N'oubliez pas, navigateurs, n'oubliez pas, pécheurs, n'oubliez pas, matelots, qu'il n'y a qu'une planche entre vous et l'éternité, que vous êtes à la discrétion des vagues qu'on ne sonde pas et de la destinée qu'on ignore, qu'il y a peut-être des volontés dans ce que vous prenez pour des caprices, que vous luttez sans cesse contre la mer et contre le temps, et que, vous, hommes qui savez si peu de chose et qui ne pouvez rien, vous êtes toujours face à face avec l'infini et avec l'inconnu !

L'inconnu et l'infini, c'est la tombe.

N'ouvrez pas, de vos propres mains, une tombe au milieu de vous.

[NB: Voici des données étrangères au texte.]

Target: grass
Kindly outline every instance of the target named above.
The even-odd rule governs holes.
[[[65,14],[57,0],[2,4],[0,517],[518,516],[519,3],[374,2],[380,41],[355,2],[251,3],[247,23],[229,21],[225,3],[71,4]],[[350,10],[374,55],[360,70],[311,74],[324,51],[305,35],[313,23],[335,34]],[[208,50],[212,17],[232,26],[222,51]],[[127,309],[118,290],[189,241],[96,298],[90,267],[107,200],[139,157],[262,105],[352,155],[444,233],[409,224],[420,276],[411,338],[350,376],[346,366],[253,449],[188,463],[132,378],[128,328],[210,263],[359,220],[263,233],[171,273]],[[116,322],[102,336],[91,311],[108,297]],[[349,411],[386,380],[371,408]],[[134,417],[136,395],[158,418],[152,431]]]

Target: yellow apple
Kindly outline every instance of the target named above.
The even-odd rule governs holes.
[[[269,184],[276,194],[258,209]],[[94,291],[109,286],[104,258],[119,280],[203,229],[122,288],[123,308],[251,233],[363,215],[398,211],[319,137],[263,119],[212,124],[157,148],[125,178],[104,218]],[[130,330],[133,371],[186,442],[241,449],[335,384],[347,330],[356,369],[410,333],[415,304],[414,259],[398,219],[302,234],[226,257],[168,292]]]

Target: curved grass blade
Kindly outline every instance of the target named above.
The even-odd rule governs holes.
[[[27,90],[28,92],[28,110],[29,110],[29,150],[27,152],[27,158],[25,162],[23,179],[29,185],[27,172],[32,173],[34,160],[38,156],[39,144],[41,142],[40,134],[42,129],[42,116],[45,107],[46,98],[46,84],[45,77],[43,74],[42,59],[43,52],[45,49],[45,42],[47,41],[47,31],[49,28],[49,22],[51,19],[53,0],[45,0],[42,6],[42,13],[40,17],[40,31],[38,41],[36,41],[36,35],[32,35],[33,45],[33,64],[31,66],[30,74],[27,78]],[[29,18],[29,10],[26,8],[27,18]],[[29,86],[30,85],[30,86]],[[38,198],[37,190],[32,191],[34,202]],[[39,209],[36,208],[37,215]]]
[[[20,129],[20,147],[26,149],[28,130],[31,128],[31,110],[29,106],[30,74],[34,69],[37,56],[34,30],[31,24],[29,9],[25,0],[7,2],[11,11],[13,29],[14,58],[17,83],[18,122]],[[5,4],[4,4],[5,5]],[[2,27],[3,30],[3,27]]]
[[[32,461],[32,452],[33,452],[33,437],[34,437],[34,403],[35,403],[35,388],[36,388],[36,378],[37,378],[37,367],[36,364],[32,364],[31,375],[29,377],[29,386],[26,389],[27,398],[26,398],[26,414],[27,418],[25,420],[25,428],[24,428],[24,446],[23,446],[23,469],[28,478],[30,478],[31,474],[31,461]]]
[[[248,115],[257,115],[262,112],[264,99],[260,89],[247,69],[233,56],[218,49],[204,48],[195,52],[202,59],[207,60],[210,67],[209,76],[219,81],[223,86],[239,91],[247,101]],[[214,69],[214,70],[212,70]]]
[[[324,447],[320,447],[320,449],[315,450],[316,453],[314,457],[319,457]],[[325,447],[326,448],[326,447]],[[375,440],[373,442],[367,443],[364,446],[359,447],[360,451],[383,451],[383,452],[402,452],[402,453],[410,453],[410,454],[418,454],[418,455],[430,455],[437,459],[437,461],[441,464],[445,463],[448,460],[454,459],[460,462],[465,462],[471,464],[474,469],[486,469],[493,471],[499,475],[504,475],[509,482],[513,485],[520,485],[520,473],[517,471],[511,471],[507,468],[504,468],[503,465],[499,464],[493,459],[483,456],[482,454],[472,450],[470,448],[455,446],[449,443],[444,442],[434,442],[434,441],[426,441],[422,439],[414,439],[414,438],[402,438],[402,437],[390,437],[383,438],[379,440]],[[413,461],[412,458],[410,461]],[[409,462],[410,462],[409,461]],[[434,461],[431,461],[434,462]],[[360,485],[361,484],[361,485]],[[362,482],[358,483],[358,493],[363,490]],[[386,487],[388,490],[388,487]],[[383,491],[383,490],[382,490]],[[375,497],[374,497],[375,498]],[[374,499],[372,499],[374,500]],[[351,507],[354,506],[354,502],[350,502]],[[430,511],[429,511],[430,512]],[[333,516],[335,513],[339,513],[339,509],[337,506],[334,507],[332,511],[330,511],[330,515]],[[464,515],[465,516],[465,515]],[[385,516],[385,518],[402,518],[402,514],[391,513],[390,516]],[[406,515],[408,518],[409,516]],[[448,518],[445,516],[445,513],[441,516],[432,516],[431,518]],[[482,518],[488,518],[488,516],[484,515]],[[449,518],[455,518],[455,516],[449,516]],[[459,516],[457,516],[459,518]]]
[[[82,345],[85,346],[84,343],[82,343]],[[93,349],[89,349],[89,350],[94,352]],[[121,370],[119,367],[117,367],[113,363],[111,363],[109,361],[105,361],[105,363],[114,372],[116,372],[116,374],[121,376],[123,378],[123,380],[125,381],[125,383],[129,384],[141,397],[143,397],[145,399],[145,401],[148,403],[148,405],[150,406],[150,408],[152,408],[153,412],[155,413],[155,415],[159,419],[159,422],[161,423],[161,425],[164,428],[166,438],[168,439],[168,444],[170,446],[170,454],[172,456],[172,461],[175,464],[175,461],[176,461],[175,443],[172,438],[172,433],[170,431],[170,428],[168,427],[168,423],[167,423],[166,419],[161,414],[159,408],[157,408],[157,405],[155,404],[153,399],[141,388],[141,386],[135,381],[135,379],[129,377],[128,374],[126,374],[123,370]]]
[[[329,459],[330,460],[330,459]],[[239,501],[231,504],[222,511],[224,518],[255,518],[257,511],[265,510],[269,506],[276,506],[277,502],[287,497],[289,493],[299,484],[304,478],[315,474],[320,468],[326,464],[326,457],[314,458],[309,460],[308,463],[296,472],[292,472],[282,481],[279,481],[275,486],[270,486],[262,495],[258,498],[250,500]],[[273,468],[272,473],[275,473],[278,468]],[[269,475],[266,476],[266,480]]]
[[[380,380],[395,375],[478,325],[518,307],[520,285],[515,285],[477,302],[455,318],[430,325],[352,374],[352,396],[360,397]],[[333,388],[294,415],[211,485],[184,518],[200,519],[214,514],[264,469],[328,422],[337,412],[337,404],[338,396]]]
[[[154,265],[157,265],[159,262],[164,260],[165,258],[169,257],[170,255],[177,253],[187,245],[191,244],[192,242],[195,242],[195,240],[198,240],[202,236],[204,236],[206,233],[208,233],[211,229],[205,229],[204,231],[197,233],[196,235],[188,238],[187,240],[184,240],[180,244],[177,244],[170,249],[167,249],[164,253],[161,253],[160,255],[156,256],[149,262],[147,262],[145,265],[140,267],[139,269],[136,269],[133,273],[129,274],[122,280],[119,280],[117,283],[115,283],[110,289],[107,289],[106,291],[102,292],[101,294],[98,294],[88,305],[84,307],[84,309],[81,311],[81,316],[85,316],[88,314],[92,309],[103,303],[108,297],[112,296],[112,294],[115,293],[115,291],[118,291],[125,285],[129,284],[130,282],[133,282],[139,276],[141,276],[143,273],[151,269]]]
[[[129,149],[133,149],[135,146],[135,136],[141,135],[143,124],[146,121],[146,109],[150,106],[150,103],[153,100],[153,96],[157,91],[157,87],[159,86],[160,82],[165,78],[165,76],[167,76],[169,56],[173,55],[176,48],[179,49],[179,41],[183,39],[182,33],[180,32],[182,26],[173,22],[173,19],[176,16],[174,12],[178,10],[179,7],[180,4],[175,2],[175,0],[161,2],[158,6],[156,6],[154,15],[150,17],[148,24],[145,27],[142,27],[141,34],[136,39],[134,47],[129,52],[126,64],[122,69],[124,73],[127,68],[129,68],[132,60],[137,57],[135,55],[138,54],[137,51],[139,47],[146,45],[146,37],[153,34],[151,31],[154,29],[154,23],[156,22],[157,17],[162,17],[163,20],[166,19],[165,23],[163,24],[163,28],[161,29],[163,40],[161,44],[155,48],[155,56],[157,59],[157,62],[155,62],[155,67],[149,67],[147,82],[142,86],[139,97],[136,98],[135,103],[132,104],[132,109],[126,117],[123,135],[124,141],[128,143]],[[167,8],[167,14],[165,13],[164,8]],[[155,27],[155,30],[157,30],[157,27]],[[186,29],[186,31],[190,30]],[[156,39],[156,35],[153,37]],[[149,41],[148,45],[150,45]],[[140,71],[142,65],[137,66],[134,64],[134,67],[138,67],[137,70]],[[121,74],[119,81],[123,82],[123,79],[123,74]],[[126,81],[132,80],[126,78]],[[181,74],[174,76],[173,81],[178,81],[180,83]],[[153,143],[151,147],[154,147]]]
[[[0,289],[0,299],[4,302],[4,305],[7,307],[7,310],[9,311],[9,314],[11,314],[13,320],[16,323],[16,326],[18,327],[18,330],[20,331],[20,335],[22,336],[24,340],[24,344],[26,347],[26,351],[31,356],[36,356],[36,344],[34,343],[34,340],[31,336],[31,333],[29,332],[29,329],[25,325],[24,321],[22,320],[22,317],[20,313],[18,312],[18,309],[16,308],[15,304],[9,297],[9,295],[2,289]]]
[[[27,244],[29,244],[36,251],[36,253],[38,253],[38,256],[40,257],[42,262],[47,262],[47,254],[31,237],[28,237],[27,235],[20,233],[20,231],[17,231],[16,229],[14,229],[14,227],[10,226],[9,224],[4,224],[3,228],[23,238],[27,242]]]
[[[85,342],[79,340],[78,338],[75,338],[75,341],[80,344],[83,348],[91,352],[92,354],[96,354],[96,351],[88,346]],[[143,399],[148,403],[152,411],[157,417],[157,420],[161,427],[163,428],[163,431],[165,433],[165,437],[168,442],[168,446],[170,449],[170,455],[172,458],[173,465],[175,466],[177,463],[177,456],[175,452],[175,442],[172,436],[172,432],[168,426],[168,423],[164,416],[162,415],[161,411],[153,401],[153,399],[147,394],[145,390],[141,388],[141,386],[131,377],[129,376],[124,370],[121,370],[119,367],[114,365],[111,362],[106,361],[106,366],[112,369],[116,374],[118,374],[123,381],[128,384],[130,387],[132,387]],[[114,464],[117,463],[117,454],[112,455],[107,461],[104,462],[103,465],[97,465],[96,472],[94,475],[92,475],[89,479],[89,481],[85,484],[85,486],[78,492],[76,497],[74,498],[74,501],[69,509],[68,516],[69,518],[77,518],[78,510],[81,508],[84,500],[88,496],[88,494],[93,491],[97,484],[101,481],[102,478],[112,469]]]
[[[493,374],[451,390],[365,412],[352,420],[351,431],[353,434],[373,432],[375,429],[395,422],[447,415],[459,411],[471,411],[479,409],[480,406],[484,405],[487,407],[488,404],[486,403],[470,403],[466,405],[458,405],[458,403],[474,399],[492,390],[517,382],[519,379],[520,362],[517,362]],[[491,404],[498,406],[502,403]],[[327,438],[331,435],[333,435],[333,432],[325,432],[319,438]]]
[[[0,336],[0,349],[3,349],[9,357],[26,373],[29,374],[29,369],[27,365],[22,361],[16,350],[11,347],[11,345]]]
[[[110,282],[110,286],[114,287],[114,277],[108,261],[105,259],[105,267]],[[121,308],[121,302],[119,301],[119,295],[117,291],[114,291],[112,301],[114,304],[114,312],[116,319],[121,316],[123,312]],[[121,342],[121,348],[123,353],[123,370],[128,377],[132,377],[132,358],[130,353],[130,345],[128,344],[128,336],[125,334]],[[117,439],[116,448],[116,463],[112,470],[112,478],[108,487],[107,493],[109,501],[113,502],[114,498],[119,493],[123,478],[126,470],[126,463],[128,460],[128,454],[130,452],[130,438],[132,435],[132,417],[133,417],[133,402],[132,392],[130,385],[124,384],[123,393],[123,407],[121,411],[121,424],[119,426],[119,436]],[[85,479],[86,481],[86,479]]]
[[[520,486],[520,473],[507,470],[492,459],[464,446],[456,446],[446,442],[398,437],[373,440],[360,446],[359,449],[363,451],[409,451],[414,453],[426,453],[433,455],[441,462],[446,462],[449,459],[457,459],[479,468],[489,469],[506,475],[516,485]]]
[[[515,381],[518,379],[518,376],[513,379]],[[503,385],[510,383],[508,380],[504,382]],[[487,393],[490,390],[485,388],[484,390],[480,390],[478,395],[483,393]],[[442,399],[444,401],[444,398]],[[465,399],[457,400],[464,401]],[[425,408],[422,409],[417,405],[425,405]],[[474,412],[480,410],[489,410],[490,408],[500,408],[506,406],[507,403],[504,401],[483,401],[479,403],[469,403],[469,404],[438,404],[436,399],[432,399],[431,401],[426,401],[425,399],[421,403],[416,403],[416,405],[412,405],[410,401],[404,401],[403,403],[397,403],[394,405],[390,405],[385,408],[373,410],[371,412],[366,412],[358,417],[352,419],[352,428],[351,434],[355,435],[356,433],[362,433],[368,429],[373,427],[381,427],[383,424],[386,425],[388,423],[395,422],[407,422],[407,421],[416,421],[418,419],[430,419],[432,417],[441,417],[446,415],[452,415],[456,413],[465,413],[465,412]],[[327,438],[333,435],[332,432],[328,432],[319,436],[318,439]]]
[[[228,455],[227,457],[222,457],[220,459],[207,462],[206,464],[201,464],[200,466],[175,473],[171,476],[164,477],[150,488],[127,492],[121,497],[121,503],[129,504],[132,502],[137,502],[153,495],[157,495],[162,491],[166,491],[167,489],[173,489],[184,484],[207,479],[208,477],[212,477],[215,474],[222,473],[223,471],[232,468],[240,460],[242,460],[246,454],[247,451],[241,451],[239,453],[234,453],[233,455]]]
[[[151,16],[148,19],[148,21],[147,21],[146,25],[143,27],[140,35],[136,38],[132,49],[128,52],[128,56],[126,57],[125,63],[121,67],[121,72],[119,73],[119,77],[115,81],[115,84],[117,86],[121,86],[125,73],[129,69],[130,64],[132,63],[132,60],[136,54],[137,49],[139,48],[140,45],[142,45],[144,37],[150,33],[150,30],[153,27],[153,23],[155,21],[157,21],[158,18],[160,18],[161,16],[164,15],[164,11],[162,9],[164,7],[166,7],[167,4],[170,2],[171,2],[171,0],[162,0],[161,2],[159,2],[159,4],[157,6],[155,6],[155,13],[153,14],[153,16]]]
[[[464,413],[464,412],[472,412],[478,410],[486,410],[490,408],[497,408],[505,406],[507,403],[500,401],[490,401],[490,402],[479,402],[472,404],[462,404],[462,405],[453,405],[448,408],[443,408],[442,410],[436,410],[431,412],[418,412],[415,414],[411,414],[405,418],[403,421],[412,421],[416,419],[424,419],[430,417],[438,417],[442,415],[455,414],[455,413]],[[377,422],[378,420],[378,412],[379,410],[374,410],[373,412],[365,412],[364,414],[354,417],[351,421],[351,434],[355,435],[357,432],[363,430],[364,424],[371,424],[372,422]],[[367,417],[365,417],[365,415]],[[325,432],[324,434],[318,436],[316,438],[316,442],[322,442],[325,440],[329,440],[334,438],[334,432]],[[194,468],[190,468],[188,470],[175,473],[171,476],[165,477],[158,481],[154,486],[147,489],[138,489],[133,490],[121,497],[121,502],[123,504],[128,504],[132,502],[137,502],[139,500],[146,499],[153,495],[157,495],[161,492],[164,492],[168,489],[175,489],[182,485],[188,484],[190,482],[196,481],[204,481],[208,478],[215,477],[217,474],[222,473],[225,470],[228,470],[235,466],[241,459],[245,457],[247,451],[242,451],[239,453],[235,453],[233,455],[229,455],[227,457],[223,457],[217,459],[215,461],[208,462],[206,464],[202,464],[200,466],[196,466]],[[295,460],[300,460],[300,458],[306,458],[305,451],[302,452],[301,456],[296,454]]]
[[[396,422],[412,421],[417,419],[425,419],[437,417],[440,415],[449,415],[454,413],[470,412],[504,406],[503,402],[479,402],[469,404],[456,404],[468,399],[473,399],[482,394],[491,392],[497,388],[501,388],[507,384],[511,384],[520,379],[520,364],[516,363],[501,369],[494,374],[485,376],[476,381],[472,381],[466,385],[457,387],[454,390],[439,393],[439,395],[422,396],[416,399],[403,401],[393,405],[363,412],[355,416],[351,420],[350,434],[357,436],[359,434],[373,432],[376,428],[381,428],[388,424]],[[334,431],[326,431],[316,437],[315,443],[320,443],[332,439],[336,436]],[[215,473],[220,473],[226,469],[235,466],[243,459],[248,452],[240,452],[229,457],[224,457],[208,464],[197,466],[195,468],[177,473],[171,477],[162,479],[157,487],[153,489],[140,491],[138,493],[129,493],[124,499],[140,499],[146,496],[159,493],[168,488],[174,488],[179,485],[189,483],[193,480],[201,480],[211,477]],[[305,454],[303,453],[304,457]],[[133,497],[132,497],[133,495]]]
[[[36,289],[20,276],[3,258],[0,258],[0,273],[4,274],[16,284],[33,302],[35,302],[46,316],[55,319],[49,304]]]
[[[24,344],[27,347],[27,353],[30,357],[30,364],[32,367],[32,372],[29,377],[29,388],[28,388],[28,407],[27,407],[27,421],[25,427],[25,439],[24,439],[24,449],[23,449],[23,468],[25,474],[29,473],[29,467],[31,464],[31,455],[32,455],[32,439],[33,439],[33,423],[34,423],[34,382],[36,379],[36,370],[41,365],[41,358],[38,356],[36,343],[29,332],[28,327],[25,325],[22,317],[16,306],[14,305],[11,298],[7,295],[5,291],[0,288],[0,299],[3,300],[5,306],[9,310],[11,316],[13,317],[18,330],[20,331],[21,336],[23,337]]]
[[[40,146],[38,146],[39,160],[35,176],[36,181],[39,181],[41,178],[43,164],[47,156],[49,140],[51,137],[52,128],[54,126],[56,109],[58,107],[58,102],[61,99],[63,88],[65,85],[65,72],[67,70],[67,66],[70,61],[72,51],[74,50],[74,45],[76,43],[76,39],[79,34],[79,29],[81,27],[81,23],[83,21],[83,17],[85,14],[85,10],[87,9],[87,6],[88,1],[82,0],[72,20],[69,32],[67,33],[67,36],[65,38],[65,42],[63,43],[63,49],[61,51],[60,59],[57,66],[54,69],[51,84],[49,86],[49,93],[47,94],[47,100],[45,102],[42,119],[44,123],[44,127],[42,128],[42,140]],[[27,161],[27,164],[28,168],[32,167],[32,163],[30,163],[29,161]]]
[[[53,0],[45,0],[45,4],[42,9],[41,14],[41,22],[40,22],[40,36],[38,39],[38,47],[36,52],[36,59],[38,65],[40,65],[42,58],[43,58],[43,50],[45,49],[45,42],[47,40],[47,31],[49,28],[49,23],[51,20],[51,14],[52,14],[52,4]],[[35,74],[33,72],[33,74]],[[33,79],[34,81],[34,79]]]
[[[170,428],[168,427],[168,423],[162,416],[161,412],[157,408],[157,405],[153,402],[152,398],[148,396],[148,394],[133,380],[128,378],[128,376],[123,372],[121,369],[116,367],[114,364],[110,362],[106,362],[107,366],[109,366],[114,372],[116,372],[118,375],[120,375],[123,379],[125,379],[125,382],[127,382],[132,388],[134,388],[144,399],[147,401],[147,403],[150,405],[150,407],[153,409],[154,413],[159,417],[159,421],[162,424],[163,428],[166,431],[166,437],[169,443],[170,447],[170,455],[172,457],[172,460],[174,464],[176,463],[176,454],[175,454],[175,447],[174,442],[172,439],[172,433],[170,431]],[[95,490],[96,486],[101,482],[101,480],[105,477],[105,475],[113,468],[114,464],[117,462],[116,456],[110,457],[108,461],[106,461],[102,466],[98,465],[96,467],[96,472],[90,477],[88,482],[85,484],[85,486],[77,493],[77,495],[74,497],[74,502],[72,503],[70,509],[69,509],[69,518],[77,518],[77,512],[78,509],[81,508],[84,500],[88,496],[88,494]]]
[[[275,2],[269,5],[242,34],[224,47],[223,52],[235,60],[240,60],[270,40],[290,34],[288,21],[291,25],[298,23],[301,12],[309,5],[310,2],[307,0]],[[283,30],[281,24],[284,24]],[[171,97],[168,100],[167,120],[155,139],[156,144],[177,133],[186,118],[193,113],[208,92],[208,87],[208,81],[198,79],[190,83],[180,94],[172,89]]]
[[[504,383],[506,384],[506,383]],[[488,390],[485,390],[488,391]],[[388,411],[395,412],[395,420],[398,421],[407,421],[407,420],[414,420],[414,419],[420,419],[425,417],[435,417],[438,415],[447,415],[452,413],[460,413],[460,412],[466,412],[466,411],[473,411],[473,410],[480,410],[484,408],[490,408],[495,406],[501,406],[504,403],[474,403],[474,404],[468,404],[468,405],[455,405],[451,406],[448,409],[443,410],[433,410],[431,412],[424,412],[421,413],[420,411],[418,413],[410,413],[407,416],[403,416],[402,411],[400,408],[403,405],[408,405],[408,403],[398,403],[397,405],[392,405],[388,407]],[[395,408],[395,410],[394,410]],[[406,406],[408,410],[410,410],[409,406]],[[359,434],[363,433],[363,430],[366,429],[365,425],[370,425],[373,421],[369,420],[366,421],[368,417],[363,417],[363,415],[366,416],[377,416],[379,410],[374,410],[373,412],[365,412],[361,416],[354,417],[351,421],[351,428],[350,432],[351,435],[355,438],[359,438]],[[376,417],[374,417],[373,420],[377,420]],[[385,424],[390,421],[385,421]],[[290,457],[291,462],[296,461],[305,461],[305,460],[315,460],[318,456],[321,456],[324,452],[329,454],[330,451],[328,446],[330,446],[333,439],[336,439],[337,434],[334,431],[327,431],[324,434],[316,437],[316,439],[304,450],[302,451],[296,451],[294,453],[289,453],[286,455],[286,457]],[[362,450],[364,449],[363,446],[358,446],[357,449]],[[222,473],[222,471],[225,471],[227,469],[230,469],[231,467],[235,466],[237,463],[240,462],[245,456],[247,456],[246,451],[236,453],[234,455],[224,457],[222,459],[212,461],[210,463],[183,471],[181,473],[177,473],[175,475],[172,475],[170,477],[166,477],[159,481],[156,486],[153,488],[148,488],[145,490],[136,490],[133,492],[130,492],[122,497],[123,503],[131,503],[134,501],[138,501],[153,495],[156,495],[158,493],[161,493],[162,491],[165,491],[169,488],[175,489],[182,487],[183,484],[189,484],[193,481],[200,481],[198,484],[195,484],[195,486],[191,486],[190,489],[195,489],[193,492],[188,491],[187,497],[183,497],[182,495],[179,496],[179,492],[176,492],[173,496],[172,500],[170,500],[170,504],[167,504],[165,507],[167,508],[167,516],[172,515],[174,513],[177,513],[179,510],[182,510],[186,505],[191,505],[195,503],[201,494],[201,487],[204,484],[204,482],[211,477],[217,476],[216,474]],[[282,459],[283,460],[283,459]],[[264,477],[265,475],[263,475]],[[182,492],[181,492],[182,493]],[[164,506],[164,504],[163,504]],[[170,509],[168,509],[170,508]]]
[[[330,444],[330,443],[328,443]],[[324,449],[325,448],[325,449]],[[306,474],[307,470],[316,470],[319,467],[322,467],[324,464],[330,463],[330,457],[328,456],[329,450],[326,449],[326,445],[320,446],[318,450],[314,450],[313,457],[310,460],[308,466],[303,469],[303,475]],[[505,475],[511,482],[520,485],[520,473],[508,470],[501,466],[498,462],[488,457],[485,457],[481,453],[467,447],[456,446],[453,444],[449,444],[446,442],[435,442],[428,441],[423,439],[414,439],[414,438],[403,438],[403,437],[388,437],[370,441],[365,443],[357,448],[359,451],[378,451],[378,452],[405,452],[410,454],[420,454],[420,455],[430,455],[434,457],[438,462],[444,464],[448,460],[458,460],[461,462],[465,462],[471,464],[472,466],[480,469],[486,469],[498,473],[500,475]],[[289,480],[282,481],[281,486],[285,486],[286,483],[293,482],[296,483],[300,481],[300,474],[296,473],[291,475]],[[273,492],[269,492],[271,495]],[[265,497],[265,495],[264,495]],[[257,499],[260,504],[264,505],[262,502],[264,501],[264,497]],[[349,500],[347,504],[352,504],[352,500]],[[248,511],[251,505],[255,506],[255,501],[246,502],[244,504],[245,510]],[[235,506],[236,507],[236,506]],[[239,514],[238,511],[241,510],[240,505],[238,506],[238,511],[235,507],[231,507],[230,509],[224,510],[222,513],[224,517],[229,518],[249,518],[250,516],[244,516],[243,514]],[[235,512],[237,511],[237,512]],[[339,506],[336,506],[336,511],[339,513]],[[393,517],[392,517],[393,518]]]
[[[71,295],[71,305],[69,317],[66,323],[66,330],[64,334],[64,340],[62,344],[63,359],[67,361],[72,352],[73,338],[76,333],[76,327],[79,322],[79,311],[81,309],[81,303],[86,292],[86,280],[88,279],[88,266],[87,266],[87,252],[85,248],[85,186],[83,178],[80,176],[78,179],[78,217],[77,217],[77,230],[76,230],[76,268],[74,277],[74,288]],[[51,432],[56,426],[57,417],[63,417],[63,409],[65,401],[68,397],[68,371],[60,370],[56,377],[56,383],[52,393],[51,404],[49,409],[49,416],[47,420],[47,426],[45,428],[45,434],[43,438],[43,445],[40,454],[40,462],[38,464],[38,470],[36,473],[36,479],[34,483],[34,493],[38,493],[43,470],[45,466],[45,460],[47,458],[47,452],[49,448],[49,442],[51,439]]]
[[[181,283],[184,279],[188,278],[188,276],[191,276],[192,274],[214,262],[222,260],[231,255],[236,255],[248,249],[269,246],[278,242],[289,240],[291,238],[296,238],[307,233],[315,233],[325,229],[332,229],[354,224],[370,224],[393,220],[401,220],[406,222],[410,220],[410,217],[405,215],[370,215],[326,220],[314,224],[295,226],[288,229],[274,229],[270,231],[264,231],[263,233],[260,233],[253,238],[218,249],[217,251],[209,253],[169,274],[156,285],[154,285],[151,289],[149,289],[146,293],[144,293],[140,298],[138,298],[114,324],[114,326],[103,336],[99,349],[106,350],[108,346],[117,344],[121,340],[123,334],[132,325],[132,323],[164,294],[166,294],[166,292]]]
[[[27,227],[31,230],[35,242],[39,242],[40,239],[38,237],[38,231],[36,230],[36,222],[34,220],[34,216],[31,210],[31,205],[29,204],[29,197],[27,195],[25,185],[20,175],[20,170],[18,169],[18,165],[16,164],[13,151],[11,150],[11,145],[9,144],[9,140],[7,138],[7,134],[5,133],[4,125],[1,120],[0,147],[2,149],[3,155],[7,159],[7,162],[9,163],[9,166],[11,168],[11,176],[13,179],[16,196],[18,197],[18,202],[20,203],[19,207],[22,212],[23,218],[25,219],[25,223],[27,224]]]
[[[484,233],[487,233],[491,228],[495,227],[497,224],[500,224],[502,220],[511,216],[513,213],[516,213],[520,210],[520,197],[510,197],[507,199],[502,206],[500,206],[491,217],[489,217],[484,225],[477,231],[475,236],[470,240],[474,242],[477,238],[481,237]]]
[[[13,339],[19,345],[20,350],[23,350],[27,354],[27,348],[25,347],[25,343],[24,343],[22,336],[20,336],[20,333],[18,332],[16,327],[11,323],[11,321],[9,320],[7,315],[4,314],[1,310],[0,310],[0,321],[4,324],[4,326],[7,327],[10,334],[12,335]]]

[…] Non ! plus de supplices ! nous, hommes de ce grand siècle, nous n'en voulons plus. Nous n'en voulons pas plus pour le coupable que pour le non coupable. Je le répète, le crime se rachète par le remords et non par un coup de hache ou un nœud coulant ; le sang se lave avec les larmes et non avec le sang. Non ! ne donnons plus de besogne au bourreau.

[…] Pour moi cet assassin n'est plus un assassin, cet incendiaire n'est plus un incendiaire, ce voleur n'est plus un voleur ; c'est un être frémissant qui va mourir. Le malheur le fait mon frère. Je le défends.

Victor Hugo, « Aux habitants de Guernesey », Œuvres complètes de Victor Hugo. Actes et paroles. 2. Pendant l’exil 1852-1870, Paris : Albin Michel, 1938, p. 63-71.